Analyst Note: House Bill 8 is similar to House Bill 2, but it removes the automatic nullification and $10,000 fine levied against the office of the county clerk in cases where the statutory requirements are violated.
Does it in any way restrict public access to information related to government activity or otherwise compromise government transparency or accountability? Conversely, does it increase public access to information related to government activity or increase government transparency or accountability?
House Bill 8 amends Sections 34-439 and 34-439A, Idaho Code, to say that ballot questions to authorize a bond or levy after July 1, 2021, "must include the information and language required by this section in order to be binding."
It also instructs that "the ballot question may not include other information or language regarding any other bond, levy, or matter, whether previous, current, or proposed."
Unlike House Bill 2, House Bill 8 puts the responsibility for enforcement on aggrieved voters. The bill provides that "within thirty (30) days following the election, a registered elector residing within the taxing district that presented the ballot question to authorize a levy may challenge the taxing district's failure to comply with this section by filing a complaint with a court of competent jurisdiction."

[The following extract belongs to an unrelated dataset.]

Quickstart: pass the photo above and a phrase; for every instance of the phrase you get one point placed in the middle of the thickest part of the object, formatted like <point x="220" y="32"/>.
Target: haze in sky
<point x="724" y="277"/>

Additional added language says that "upon a determination by the court that the taxing district failed to comply with the provisions of this section, the court must declare the outcome of the ballot question nullified and, in addition, must order the taxing district to reimburse the court clerk for the election costs associated with the ballot question and award court costs and fees to the complainant."

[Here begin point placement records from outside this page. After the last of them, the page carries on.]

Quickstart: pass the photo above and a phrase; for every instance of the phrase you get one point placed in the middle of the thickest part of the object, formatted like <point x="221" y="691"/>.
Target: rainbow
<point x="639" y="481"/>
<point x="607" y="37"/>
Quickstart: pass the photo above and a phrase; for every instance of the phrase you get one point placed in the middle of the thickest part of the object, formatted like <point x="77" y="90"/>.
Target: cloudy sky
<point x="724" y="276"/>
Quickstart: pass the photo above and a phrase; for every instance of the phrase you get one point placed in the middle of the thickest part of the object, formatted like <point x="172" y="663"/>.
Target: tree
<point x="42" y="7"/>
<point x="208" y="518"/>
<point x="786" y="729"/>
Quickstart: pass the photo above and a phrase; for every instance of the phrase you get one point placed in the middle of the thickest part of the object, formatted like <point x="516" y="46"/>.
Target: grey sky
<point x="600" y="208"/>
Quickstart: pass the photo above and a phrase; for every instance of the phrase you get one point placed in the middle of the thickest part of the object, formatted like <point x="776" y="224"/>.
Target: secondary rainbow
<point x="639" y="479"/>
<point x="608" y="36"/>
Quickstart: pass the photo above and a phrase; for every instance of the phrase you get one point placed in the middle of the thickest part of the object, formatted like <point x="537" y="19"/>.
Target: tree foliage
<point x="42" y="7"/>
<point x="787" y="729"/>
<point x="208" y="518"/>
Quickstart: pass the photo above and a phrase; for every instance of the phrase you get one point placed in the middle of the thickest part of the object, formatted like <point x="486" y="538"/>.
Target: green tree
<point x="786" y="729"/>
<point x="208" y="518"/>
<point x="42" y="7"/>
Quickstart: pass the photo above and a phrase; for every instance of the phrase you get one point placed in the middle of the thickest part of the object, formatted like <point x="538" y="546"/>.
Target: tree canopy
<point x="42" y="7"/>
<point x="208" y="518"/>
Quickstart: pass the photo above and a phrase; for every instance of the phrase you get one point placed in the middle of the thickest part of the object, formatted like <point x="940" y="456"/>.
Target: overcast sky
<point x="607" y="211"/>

It should be noted that, if the court does not determine that the taxing district failed to comply with the provisions of this section, such costs will be borne by the complainant. These changes transfer the responsibility for enforcement to voters even as they create a financial disincentive for voters to challenge problematic ballot questions.
The purpose of House Bill 8 is to make sure that voters have clear and accurate information about the costs of the bond or levy they are being asked to approve. It also does away with the common trick of claiming that new bonds or levies are merely replacing older, expiring bonds or levies, which may confuse some people into believing that a new bond or levy is merely an extension of an existing one.
Even though the enforcement provisions of this bill fall short, the net effect is still an increase in transparency for Idaho voters.